We're all familiar with the litany of disclaimers and warnings that accompany pharmaceutical ads: the hurried voice-over of possible side effects that inevitably follows a scene of a smiling woman breathing deeply in an allergen-filled meadow or a couple running hand in hand on a tropical beach toward a distant romantic hideaway. Often the list seems almost comically long and dire.
But what do you do if you're on the medication and experiencing a symptom that is inexplicably not included in the droning monologue? How do you know if it's a true side effect? According to our release on the topic today:
Unfortunately, there's no easy answer. Clinical trials are designed to show that a drug is safe and effective. But even the largest trials can't identify irksome or even dangerous side effects experienced by only a tiny proportion of those people taking the drug. They also aren't designed to study how drugs interact with one another in the human body - a consideration that becomes increasingly important as people age and their medicine cabinets begin to overflow.

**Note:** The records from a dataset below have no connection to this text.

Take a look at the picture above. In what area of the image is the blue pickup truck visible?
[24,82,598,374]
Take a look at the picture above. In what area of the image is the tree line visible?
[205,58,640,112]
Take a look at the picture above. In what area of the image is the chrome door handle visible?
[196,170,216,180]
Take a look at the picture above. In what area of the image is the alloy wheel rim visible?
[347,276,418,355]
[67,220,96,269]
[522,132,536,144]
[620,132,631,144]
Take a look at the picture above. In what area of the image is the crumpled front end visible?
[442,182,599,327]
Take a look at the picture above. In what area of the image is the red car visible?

Now Stanford bioengineer and geneticist Russ Altman, MD, PhD, and graduate student Nicholas Tatonetti have devised a way to sift through the mountains of data collected by the Food and Drug Administration after a drug is approved to identify never-before-suspected side-effects and drug interactions. The research is published today in Science Translational Medicine:
Although the FDA has its Adverse Event Reporting System for doctors, patients and drug manufacturers to use after the agency has approved a drug, many of the more than 4 million reports in the database are little more than anecdotal - there's no way to tell whether the fever, rash, dizziness, seizure or other unwanted reaction was a true side effect of the drug, a result of a combination of medications or even a simple fluke of circumstance (maybe the patient had a cold or other undiagnosed medical condition at the time of the event).
Tatonetti found that he could identify true side effects and adverse drug interactions by carefully matching groups of patients in the FDA database. Patients on similar medications are likely to share medical and environmental traits that make them good controls for one another. The researchers have created two publicly available databases of their work, named OFFSIDES and TWOSIDES, respectively:
So far the OFFSIDES database includes an average of 329 new adverse events for each of the 1,332 drugs included in the system. (The average number of adverse events listed on a drug's package insert is 69.) The TWOSIDES database identifies 1,301 adverse events, resulting from an analysis of 59,220 pairs of drugs that cannot be clearly assigned to either drug alone.
"This is a testament to the value of huge data sets," said Altman. "They allow us to throw out a lot of cases. When you start with millions of pieces of information, you can be pretty rigorous about weeding out those that don't match. And if you can arrive at even just a few hundred well-matched cases, that can give a good statistical comparison."
One interesting (and alarming) bit of information to come out of the study is that patients taking both a class of antidepressant called an SSRI and a common class of high blood pressure drug called thiazides are significantly more likely to experience a worrisome cardiac side effect called prolonged QT intervals than those taking either drug alone.